Finalmente conseguimos sair do chalé para aproveitar um pouco da viagem. Havíamos ficado por quase três dias inteiros presos por conta da chuva, e tínhamos somente mais um dia para aproveitar o máximo que podíamos. Tentei fazer de tudo para distrair Ingrid, para que não ficasse chateada, afinal ela queria tanto essa viagem. Se eu pudesse dar um jeito de fazer a chuva parar lá fora teria feito o que fosse preciso. Mas essa era só umas das coisas que não tínhamos controle na vida...

Outra coisa que eu não tinha controle era sobre minha língua, que falava demais.

Em uma conversa com ela, acabei soltando algo sobre "mais que amigos" e imediatamente me repreendi em pensamento. O que eu estava pensando? Eu gostava dela... Mas o medo de estragar tudo me consumia e me deixava apavorado. Mesmo que ela gostasse de mim e ficássemos juntos... bem, relacionamentos as vezes não dão certo, não é mesmo? E se um dia ela acordasse, olhasse para mim e visse que eu não era o homem de sua vida? Daí, teríamos jogado nossa amizade pelo buraco.

E mesmo com tudo, eu gostaria mesmo de manter a amizade dela para toda a vida.
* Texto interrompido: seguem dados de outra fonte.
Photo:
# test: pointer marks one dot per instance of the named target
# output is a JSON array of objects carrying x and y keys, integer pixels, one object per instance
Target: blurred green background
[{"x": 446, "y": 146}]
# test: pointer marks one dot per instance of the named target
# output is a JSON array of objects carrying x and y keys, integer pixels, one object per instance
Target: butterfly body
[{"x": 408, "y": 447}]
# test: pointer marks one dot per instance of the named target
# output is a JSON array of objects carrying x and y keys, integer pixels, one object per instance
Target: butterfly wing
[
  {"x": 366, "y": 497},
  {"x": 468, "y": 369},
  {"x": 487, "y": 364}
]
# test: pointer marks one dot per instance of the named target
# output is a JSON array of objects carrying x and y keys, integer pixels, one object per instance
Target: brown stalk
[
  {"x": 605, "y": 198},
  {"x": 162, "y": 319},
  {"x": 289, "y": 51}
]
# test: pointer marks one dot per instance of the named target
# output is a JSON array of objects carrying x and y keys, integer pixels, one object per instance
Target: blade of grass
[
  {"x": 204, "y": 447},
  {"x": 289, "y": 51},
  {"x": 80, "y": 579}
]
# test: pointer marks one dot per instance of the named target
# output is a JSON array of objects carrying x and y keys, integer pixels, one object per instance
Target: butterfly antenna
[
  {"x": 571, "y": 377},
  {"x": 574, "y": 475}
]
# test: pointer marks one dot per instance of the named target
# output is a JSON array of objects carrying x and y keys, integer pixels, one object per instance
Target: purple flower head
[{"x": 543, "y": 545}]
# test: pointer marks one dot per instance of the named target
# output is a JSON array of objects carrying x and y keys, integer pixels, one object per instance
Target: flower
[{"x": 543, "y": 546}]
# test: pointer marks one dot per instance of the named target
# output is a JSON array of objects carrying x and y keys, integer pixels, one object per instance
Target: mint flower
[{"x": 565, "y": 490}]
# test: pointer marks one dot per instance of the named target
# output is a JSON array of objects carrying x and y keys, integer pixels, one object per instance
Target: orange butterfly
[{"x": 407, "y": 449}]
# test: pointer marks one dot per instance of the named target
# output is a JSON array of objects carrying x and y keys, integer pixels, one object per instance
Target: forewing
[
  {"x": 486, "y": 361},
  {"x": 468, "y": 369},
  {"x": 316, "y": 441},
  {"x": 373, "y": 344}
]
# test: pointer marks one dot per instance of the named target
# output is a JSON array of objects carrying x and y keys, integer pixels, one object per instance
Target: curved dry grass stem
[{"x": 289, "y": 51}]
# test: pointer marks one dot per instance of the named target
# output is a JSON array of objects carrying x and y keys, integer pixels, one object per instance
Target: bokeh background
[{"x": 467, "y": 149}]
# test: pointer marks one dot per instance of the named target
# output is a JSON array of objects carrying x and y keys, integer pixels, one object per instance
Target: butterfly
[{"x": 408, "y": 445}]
As pessoas correm atrás de muitas coisas durante toda suas vidas, e esquecem de dar valor nas pequenas coisas que fazem toda a diferença. A amizade de Ingrid podia até parecer algo normal para muitos, mas para mim não era só uma amizade. Era um presente. Ela sempre estava lá quando eu não estava bem, e nas minhas grandes conquistas sempre pude receber suas felicitações... porque eu desprezaria algo tão valioso assim? Por isso a ideia de perder a amizade dela me apavorava tanto.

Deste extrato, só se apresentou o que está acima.